The Indian smartphone market has many similarities to China six years ago but is more price sensitive, according to analysts at Morgan Stanley.
The average price of an Apple iPhone in India is $612, much higher than Samsung's average selling price of $173 and Micromax's $86, according to Ramon Llamas, research manager at IDC. Llamas also pointing out that last year, 86.5% of all smartphones shipped into India retailed under $200.
"Apple's price point is relatively high for the Indian market when you have viable competitors that are in some cases offering better functionality," said Deven Parekh, managing director at venture capital firm Insight Partners.
One of India's top celebrity bloggers echoed that same sentiment.

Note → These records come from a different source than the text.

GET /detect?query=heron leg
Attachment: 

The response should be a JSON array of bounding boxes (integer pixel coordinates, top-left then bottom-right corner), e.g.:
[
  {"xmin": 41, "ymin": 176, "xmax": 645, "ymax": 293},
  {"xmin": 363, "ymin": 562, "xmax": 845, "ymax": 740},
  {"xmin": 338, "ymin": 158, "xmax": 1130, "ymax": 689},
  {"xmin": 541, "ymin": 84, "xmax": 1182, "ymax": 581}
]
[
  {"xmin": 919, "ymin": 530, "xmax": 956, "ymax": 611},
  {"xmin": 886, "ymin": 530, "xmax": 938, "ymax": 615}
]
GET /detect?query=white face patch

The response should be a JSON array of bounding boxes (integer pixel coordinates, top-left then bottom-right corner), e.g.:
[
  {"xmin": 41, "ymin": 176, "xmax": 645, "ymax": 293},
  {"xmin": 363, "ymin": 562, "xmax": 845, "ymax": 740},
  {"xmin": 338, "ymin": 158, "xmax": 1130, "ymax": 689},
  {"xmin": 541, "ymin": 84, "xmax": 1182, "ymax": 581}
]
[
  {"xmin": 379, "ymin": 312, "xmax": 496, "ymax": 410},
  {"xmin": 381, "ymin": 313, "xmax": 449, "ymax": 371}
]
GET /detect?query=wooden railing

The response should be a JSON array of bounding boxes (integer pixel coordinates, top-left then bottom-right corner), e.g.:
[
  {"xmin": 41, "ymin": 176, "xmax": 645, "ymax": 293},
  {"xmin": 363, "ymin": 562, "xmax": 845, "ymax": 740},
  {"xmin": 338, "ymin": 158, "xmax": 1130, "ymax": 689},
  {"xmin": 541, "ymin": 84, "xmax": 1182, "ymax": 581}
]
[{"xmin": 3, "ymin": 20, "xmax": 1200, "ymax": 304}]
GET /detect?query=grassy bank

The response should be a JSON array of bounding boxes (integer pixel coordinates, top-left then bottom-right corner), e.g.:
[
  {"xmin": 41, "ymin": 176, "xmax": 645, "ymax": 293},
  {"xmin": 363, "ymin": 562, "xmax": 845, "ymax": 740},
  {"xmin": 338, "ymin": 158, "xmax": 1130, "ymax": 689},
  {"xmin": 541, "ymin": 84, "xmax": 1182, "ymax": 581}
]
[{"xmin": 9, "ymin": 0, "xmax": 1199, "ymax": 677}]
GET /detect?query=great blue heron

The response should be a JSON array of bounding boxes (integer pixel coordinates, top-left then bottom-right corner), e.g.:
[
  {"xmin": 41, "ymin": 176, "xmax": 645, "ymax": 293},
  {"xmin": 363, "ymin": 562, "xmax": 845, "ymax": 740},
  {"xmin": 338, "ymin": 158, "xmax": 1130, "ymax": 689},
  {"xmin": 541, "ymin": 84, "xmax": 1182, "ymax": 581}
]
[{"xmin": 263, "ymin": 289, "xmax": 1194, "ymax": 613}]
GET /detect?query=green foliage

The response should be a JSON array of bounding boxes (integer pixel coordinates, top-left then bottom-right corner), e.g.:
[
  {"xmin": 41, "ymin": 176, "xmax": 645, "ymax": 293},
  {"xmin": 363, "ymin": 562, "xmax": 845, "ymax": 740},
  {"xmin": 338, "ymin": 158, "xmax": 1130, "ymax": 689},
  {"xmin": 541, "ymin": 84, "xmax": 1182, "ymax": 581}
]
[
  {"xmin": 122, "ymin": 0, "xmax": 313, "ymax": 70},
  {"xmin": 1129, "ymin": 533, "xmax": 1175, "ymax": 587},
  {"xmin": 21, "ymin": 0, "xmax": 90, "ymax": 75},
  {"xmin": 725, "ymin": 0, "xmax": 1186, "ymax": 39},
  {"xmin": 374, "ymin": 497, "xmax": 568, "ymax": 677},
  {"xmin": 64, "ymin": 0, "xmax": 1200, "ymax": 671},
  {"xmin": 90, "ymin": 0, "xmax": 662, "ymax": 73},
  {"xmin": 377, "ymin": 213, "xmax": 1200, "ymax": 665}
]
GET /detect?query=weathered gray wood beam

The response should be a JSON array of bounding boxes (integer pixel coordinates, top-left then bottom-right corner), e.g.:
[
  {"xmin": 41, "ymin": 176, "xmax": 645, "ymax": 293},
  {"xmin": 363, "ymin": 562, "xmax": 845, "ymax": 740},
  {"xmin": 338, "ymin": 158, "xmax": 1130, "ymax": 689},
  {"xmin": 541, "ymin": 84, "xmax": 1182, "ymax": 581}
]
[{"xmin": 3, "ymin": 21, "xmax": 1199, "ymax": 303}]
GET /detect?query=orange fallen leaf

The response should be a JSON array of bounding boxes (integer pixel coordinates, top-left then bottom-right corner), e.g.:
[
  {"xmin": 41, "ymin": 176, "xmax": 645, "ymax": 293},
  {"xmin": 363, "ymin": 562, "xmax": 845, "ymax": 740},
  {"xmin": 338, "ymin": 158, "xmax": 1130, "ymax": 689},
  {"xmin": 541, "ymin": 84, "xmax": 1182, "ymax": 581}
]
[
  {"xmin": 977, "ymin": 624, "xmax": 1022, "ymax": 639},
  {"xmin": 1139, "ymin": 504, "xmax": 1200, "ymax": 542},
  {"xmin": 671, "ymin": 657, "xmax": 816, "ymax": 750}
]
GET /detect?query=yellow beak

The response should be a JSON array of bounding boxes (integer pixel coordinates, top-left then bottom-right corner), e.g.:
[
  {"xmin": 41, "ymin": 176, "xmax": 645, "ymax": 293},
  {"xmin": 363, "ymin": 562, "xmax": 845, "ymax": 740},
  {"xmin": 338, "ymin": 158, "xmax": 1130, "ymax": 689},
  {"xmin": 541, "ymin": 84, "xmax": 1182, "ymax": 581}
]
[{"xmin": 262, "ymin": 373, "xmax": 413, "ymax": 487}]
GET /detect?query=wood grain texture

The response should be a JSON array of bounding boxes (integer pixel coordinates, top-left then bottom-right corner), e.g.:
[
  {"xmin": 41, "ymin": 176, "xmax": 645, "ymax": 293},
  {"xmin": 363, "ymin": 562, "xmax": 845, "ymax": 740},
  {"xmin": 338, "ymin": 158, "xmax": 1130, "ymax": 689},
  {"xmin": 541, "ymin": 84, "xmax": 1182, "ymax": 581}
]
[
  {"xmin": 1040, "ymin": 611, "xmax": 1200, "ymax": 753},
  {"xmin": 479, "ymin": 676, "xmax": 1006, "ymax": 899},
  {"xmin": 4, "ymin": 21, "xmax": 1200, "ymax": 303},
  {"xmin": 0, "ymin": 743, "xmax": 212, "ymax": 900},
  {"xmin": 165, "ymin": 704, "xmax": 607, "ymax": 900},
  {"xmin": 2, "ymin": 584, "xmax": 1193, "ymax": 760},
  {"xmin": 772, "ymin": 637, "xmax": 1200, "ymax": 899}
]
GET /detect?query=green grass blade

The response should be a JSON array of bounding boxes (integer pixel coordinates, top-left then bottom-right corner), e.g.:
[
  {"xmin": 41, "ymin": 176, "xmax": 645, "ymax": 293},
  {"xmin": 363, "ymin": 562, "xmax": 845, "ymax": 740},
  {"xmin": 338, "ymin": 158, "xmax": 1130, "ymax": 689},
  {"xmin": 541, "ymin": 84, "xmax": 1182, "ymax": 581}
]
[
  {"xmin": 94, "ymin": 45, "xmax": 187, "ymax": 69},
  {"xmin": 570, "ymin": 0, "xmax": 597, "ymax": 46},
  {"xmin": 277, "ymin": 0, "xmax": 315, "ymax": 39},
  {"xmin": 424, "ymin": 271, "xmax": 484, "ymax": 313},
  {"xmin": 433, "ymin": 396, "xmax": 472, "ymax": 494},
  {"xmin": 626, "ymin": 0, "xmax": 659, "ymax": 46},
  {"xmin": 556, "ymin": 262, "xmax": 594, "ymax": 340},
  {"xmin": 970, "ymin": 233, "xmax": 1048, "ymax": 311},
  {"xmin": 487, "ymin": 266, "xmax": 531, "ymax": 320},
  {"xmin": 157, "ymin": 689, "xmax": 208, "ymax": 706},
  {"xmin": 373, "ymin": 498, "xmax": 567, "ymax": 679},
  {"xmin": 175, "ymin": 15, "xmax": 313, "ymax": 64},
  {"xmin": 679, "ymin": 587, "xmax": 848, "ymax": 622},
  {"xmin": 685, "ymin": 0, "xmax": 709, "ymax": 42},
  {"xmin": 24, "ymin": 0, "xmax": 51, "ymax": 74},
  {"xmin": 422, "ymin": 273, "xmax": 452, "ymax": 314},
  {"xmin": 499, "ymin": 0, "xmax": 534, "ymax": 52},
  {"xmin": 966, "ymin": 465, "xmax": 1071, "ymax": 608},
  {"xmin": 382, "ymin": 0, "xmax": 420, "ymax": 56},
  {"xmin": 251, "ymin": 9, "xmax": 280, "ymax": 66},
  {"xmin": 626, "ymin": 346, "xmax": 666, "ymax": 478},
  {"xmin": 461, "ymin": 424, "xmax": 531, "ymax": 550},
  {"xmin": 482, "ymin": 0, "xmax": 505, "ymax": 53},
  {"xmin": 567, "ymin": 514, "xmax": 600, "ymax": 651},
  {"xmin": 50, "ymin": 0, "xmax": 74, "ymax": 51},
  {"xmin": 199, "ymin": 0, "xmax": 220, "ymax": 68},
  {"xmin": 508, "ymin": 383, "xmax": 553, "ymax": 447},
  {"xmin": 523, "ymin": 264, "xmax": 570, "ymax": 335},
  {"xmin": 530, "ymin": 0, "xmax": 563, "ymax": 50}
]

"The iPhone still wins easily on prestige appeal, but it's hard to ignore the wide range of premium Android phones available in the market, at a fraction of the cost," said Malini Agarwal a.k.a. MissMalini.
"You can buy 3 full featured laptops for the price of one iPhone 6s Plus. Even a brand new, premium Honda or Vespa scooter is cheaper. That's a tough sell," said Agarwal.
Apple requested to sell refurbished, cheaper phones in India, a request the government there rejected Thursday. (Apple told CNBC the company has yet to see the government's decision.) But even a cheaper iPhone may not be enough to kick-start sales there.
Mobile gurus who spoke to CNBC said consumers in India typically don't pay up for smartphones for many reasons. First, culturally there is this desire to switch or trade phones on a regular basis given the wear and tear associated with the humidity and pollution in India. Second, there is limited availability of LTE and/or 4G in the country, therefore less of a need for a premium smartphone.
However Morgan Stanley's Global Technology Team sees this changing.
"While the high- end smartphone market in India is small – only 6M units at US$300+ or 6% of the total – compelling macro and demographic trends, coupled with increasing 4G and ecommerce adoption, mean users are likely to upgrade to better smartphones over time," wrote Katy Huberty Managing Director at Morgan Stanley on April 20th.